En los días de mi infancia, uno de los más importantes del año era el Domingo de Ramos. En él se daban cita componentes decisivos en mi proceso de transmisión de la fe: el tiempo en familia (en la foto aparezco con mi hermana María en el patio de la casa de mis abuelos ataviado de nazareno antes de la procesión) y la hermandad de la Sagrada Cena en Sevilla, donde cuajé mis primeras amistades de niñez y primer lugar fuera de la familia donde mis padres me confiaron a otros. En entornos así la fe en Jesús se me ha devuelto como un lugar valioso y de familiaridad.

Foto del momento de mi confirmación. Me acompaña mi abuela Amparito como mi madrina. Sin apartar a la familia, mi maduración en la fe en los años de adolescencia y primera juventud está muy vinculada al colegio Claret de Sevilla. En él me confirmé a los 17 años y en él se me presentaron la relación y el compromiso con el Dios de Jesucristo como centrales: en la oración, en el trabajo por los demás y en las búsquedas e inquietudes vitales.

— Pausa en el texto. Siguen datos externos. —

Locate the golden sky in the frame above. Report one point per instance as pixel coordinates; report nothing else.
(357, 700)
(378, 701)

Todo ello con delicado cuidado de lo comunitario y eclesial.

Puestos uno tras otro, los momentos fundamentales (y otros tantos de los más anodinos) de mi vida me hacen regresar con cariño a la Parroquia del pueblo de mis abuelos: en ella se casaron mis abuelos y mis padres, nos bautizamos todos los primos, celebramos los funerales de mis abuelos… Alberga en mi imaginario rutina, alegría, recuerdo, familiaridad, desasosiego, consuelo, pertenencia y gratuidad: todas ellas dimensiones que me han hecho ir descubriendo de a poco todo cuanto es capaz de conciliar la fe con hondura y profundidad.